Depression is a major social issue that not only affects the interpersonal relationships and overall quality of life of individuals, but also potentially leads to suicide in many cases. The total number of people with depression is estimated to exceed 300 million worldwide, and depression has been ranked the single largest contributor to global disability (World Health Organization [WHO], 2017). Depression is the leading contributor to deaths by suicide, with close to 800,000 deaths per year worldwide (WHO, 2019). According to a meta-analysis that evaluated the aggregate prevalence of depression in multiple countries between 1994 and 2014, it was estimated that 10.8% of the people in the world are affected by depression at some point in their lives (Lim et al., 2018). A recent study by Liu et al. (2020) reported that the number of incident cases of depression worldwide has increased from 172 million in 1990 to 258 million in 2017, representing an alarming increase of 49.86%.

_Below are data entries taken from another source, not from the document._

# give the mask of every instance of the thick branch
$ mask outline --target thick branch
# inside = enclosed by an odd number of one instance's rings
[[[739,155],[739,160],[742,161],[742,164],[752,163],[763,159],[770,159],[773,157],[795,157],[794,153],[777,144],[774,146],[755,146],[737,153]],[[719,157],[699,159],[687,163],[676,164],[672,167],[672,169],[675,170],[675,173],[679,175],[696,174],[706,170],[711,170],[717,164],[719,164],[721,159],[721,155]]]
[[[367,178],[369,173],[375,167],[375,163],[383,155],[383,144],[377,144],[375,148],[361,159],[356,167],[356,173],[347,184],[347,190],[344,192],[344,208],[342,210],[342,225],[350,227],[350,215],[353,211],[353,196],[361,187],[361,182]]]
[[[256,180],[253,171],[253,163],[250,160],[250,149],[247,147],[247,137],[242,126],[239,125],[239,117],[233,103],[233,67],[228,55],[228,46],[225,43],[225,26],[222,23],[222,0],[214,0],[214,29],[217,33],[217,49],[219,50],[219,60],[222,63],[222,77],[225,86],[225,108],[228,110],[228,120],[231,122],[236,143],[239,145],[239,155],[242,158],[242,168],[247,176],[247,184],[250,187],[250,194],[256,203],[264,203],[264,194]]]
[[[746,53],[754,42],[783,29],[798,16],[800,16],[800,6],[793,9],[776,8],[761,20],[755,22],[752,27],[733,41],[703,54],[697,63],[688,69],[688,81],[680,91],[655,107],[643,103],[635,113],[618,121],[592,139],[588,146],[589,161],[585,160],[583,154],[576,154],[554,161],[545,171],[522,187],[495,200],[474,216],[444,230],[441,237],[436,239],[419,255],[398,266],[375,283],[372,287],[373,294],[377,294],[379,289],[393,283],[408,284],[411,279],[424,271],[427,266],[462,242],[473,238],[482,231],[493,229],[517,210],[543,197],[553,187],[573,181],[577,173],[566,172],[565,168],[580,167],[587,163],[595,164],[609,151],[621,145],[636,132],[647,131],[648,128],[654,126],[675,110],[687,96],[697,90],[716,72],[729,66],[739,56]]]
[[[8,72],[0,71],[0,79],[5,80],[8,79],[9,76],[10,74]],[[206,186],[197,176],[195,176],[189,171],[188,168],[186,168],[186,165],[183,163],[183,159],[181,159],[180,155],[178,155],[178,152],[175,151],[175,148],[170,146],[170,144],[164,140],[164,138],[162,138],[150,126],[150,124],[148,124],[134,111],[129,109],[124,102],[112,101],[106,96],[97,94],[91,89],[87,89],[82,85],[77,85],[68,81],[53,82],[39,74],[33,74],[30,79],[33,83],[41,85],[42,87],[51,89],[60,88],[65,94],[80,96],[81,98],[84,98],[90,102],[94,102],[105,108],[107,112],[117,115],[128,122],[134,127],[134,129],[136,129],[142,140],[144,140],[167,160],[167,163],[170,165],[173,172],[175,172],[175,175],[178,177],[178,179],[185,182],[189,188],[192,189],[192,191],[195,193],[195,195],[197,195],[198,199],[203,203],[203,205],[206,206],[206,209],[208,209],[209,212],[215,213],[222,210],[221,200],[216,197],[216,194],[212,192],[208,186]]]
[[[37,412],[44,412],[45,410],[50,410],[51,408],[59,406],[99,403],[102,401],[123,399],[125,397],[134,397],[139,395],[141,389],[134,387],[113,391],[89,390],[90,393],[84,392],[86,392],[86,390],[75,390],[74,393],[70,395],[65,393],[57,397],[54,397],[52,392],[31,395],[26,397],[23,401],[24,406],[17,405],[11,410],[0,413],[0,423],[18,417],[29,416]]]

Similar to many nations, the negative effects of depression are also evident in Korea. Epidemiological surveys on mental health conducted every 5 years by the Ministry of Health & Welfare of Korea (2021) have reported that the prevalence of depression has increased gradually in Korea (2001: 4.0%; 2011: 6.7%; and 2021: 7.7%). In addition, Korea has been ranked top among the Organisation for Economic Cooperation and Development (OECD) countries in terms of suicide rates for over a decade (OECD, 2021).
Owing to the seriousness of depression, the early detection and treatment of risk groups are of significant importance. For the early detection and treatment of depression, an accurate evaluation of the existence and severity of depressive symptoms must be performed. Therefore, researchers and clinicians have dedicated much attention to the development of robust testing tools to measure depression accurately and quickly. Consequently, various measures of depression have been developed. The Center for Epidemiological Studies-Depression Scale (CES-D), a self-reported measure comprising 20 items, is one of the most widely used scales worldwide for measuring the degree of depression in the general population (Hann et al., 1999; Perreira et al., 2005; Vilagut et al., 2016).
While the full version of the CES-D scale has been frequently used in both research and clinical settings, its length (20 items) poses problems in large-scale survey research, where several measurements are usually incorporated (Boey, 1999). Thus, researchers have attempted to develop abbreviated versions of the CES-D scale to reduce the participants’ response burden (Carpenter et al., 1998). As a result, several abbreviated versions have been developed, including 5-item (Shrout & Yager, 1989), 8-item (Karim et al., 2015), 9-item (Santor & Coyne, 1997), 10-item (Andresen et al., 1994; Cole et al., 2004; Kohout et al., 1993; Meadows et al., 2006), 11-item (Kohout et al., 1993), and 12-item (Poulin et al., 2005) versions.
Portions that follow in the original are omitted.